Bella sahabatnya Clara yang menjemputnya hanya menggelengkan kepala mendengar ucapan Clara. Ia tahu, sudah sejak lama Clara menaruh hati pada Pangeran, salah satu lelaki populer di sekolahya. Tetapi, Bella merasa kasian kepada Clara yang selalu saja tidak bisa mendekati Pangeran secara terang-terangan karena Teresia juga menyukai pangeran dan sedang gencarnya mendekati karena status Pangeran yang belum seminggu ini kembali menyandang status jomblo. 

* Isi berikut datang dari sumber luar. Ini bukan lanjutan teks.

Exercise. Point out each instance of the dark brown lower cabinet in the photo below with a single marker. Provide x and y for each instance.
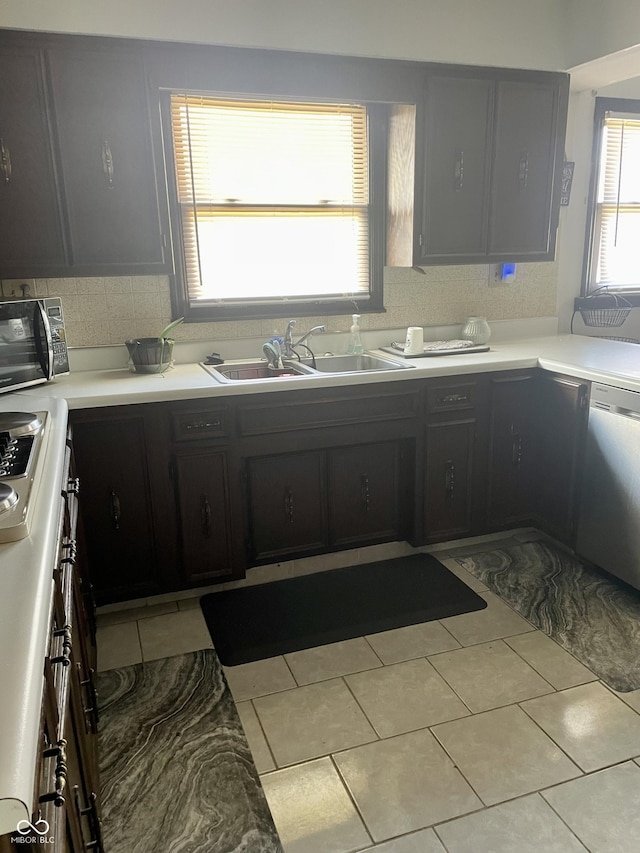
(114, 454)
(202, 496)
(364, 497)
(513, 454)
(182, 494)
(286, 504)
(449, 479)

Sepasang saudari tiri ini mencintai dua orang yang sama, ucap Bella dalam hati. 

“Lo gak mau ngasih kode gitu sama Pangeran, Clar?” ucap Bella, menyuarakan pertanya-pertanyaan yang sedari lama ingin sekali ia tanyakan pada Clara.

“Ya maulah, tapi kan lo tau sendiri. Si Teresia juga suka Pangeran dan gue harus bersaing sama saudari tiri gue sendiri, udah males aja rasanya,” jawab Clara.

“Ya apa salahnya, bersaing secara sehat. Gue denger si Pangeran sabtu ini  ngadain party, kenapa lo gak coba ikut?” Bella sengaja berkata seperti itu agar Clara terpancing dan mau mendekati Pangeran.

Clara tahu kabar itu, seluruh sekolah sudah mengetahuinya jadi mustahil baginya tidak sedikitipun tau kabar terbaru tentang Pangeran. Clara juga ingin menghadiri party itu, tetapi selalu saja tidak bisa. Setiap ia meminta izin untuk menghadiri acara sekolah ataupun acara teman-temannya yang lain, Tesa selalu saja menghalangi dengan menyuruh Clara melakukan tugas-tugas yang jika diselesaikan membutuhkan waktu lama. Alhasil, saat semua kerjaan itu selesai Clara kerjakan telah masuk tengah malam dan pastinya acara itu sudah bubar.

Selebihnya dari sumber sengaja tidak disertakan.